Avin segera membawa Dea pergi dari sana dan Bu Maisarah menatap mereka dengan emosi yang masih bersarang di dadanya. Sejujurnya ia sedikit takut dengan aura yang dikeluarkan Avin saat menegurnya tadi.

“Bu, apa maksud si Miskin itu bilang biaya rumah sakit Ayah sudah dia lunasi? Emangnya dia punya uang dari mana untuk lunasinya?” cerca Siska dengan wajah sinis seraya mendekati mertuanya.

“Iya ya, Kak, apa Avin meminjam uang dari orang lain tanpa kita tau?” sahut Raisa juga dengan nada curiga.

Bu Maisarah seketika pusing mendengar celotehan kedua menantunya yang mana ia juga bingung dan tidak percaya dengan perkataan Avin.
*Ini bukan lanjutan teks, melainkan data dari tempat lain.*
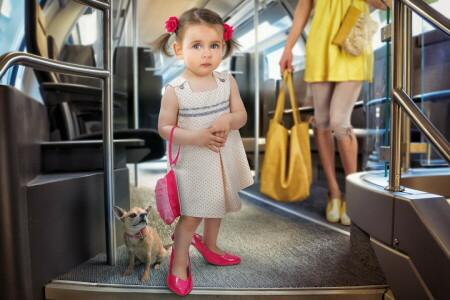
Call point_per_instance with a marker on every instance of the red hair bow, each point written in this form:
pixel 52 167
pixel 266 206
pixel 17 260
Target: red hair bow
pixel 227 32
pixel 172 24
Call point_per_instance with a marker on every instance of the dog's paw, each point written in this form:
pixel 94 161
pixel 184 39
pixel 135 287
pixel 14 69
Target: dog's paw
pixel 144 277
pixel 127 272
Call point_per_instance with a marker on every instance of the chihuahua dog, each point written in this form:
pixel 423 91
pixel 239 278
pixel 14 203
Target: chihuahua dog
pixel 143 242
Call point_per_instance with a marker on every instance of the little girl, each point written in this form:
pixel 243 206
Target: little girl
pixel 207 108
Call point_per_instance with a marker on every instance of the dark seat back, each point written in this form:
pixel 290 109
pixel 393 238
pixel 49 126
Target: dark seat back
pixel 149 84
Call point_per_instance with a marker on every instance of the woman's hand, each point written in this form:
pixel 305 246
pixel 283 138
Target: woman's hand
pixel 286 61
pixel 222 126
pixel 383 5
pixel 207 138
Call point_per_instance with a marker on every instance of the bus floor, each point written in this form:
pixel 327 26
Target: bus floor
pixel 284 256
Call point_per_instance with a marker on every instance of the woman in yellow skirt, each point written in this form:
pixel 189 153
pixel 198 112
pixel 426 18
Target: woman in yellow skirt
pixel 336 80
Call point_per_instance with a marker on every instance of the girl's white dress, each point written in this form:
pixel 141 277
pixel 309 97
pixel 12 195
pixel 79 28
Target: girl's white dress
pixel 208 182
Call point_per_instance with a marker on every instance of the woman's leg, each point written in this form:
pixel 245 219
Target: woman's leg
pixel 182 240
pixel 322 93
pixel 211 227
pixel 344 97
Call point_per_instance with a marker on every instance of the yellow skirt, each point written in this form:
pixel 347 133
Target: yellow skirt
pixel 328 62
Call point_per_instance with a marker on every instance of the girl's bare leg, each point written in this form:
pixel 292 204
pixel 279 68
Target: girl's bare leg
pixel 183 235
pixel 211 227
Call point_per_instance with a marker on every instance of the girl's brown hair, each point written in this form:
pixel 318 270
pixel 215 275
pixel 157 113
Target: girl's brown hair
pixel 192 16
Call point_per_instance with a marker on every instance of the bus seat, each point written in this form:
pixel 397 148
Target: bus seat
pixel 149 84
pixel 76 109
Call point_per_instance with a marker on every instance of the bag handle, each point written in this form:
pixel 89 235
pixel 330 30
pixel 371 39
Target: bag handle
pixel 287 80
pixel 172 161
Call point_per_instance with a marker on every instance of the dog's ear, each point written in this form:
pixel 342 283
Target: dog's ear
pixel 119 212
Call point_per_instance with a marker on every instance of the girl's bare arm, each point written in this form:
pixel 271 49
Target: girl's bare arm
pixel 237 116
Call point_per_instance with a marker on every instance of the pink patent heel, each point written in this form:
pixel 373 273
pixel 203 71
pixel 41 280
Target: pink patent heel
pixel 214 259
pixel 179 286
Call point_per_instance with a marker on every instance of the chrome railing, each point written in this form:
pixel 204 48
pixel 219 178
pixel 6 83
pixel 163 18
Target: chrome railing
pixel 44 64
pixel 401 84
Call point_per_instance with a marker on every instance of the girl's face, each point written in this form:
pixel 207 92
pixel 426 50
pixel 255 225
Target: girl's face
pixel 201 48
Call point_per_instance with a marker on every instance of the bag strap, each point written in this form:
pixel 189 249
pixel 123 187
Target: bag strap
pixel 287 80
pixel 173 162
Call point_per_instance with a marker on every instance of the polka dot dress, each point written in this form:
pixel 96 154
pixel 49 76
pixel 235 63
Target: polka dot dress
pixel 208 182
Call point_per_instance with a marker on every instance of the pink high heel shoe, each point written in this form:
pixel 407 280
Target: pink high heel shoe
pixel 211 257
pixel 179 286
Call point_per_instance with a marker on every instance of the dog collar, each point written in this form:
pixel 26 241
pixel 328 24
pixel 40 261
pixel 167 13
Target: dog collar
pixel 139 235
“Ah, sudahlah, kalian buat ibu makin pusing aja! Masa bodo si Miskin itu sudah melunasinya atau tidak, yang penting satu beban sudah hilang. Kita tinggal membawa Dea kepada Juragan Handi sebelum pria tua itu meminta ganti rugi uangnya,” ucap Bu Maisarah kesal, tidak peduli dengan rasa penasaran menantunya.

Siska mendengus kesal karena mertuanya tidak terpancing dengan perkataannya tadi. Ia menghentakkan kakinya dilantai dengan muka cemberut seraya berjalan dari tempat itu. Raisa mengikuti dari belakang sambil memegang tangan Bu Maisarah yang mengeluh pusing.

---

“Maaf, ya, Neng, Aa terlambat datang? Apakah masih sakit?” ucap Avin saat mereka sudah jauh dari tempat itu.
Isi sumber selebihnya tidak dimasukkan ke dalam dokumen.